Among its recommendations, the report said that officers should “never” treat an active shooter with access to victims as a barricaded suspect. Law enforcement training academies must ensure active shooter training instructs how officers should distinguish between active threats and barricaded or hostage situations. And officers should be prepared to approach the threat using just the tools they have with them, which is often a standard firearm, the report noted.
The federal review by the Office of Community Oriented Policing Services was announced just five days after the shooting. It was led by Orange County sheriff John Mina, the incident commander during the 2016 Pulse nightclub massacre in Orlando. In that incident, officers waited three hours to take down the shooter, who had barricaded himself with victims in a bathroom.
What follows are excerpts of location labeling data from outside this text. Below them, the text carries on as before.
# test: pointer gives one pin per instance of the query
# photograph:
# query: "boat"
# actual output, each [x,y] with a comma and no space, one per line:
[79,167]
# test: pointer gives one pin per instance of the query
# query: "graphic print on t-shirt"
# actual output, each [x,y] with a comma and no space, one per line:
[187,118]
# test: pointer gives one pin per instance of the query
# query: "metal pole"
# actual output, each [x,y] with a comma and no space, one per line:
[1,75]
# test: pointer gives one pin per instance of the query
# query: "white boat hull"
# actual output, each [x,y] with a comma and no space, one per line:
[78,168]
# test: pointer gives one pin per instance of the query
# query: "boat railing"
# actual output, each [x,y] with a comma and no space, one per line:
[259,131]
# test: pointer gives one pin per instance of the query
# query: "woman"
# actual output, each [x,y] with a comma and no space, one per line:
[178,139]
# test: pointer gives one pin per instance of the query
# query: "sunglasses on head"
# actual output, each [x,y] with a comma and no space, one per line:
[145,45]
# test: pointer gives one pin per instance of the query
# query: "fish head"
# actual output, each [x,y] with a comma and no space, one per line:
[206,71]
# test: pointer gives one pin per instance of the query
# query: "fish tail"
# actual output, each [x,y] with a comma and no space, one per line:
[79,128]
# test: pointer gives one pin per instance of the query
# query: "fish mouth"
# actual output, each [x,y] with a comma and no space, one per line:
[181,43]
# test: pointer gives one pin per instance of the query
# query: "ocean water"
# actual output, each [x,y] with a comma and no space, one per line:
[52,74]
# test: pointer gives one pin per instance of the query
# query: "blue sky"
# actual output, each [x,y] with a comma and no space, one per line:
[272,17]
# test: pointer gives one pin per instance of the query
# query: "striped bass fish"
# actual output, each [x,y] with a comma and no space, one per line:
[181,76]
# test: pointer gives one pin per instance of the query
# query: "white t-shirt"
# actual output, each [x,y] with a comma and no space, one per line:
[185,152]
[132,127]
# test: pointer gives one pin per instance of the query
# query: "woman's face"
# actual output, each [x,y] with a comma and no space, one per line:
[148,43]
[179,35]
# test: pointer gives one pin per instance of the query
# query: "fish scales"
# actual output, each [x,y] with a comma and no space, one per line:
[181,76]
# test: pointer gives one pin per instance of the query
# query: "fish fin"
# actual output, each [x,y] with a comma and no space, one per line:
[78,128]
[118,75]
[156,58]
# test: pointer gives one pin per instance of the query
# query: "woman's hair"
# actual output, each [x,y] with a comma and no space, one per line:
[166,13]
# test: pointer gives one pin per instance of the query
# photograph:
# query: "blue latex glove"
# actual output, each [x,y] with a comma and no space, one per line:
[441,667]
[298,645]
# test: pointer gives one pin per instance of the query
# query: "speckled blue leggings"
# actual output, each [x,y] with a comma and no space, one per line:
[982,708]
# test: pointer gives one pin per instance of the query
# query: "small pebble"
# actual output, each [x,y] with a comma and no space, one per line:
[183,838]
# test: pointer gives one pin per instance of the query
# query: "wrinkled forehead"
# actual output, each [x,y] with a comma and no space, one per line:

A Justice Department and National Policing Institute review of that Florida law enforcement response was far less critical than the Uvalde report. It found that Florida officers mostly followed best practices, although it stated the law enforcement agencies in Orlando should update their training and policies.
In the Uvalde review, the federal team reviewed more than 14,100 pieces of data and documentation, including policies, training logs, body camera footage, audio recordings, interview transcripts, and photographs. The team visited Uvalde nine times, spending 54 days there, and conducted more than 260 interviews with people from more than thirty organizations and agencies, including law enforcement officers, school staff, medical personnel, survivors, and victims’ families.
The Uvalde report’s release comes two months after ProPublica, the Texas Tribune, and PBS’s Frontline published an investigation into the response after gaining access to a trove of investigative materials, including more than 150 interviews with officers and dozens of body cameras. The material showed that the children at Robb Elementary followed active shooter protocols, while many of the officers did not. It detailed how officers treated the situation as a barricaded suspect rather than an active threat even as evidence mounted quickly that children and teachers were injured and with the shooter.
The investigation also analyzed the active shooter training of the local and state police officers who responded prior to the gunman being stopped, finding some had not taken any active shooter training, based on their state records. Of those who had, they most commonly only received the training once during their careers and hadn’t taken it in four years or longer.
The Tribune also revealed that some officers were afraid to confront the gunman because he had a deadly AR-15 rifle. With the Washington Post, ProPublica and the Tribune found that the medical response also was flawed and that two children and a teacher were still alive when they were rescued more than an hour later, but then died.